The dreams of societies are about the future. Only individuals can dream childhood dreams. The golden cups of “plebeians” are now empty. But at the foot of the fading Roman and Etruscan ruins, at a castle in Volterra, Electra still contemplates with a cup of bitter wine before her. Hers is a “thought of absence”. Who can now dream about seeing, once again, the dim stars of a father’s home, without thinking about absence? Everything is fading, crumbling, collapsing. Everything that attaches her to her old land slips away at infinite speed. The mother depressed, the father long passed away, and the brother drowning in the corridors of an irremediable passion. The film is a “small piece of chamber music” that has somehow remained amidst all this noise. Just like the “musical phrase” Proust touches upon in Swann in Love. At Mme. Verdurin’s, the moment the little pianist begins to play, the “musical phrase” akin to the taste of fragrances.

It is for good reason that Visconti has chosen Cesar Franck. Here, precisely like the striking “zoom-outs” in the film, Visconti suddenly pulls away. The sons of Jacob, Moses and Abraham have lost their long beards and strong muscles, but they continue to rule over the entire surface of the earth. A Hebrew passing through Etruscan cities settles there. He uses secret methods to make himself accepted, like any stranger. In the end, a madman, a grandchild of Siegfried destroys him. But his presence is felt throughout the film, over his wife, son and daughter.

Vaghe Stelle is about sensual tenderness. At the bottom of the dim cistern, two puddles slowly flow towards each other, like childhood days. When the skin of Sandra, as beautiful as an Etruscan statute, goes beyond the trellis of her clothes woven with leaves, the other, the one closest to her, clings to her like ivy twisting around a stairwell. This is secret and uninterrupted joy. It extends into the dark corners of guilt. Its conclusion… Absence, no doubt. Gianni increasingly becomes a cynical, pitiful, hypocritical person. There was something he sought after. In the end he found nausea, and a creeping, filthy death.

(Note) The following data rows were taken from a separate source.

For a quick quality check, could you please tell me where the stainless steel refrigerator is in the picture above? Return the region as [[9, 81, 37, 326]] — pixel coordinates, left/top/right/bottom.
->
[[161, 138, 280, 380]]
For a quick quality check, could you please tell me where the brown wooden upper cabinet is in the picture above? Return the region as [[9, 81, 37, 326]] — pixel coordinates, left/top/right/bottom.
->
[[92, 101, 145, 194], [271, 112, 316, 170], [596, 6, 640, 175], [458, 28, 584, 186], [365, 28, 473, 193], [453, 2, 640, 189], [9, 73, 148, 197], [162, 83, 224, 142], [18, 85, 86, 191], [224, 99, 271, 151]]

Visconti says he drew upon “Kammerspiele”. It is as if he made the film to watch in his own room. Visconti’s filmography is a long journey from the hills to the stranger on the shore of the river. From the Aci Trezza fishermen to the inner universe of a city-dweller. He departs from the world outside to approach the contradictions and problems in his own heart. So you, too, after all this, approach the stranger on the shore. I believe he is someone you will recognize: A human being among human beings. Someone called Luchino Visconti. At present, he is looking at Camus’s Stranger.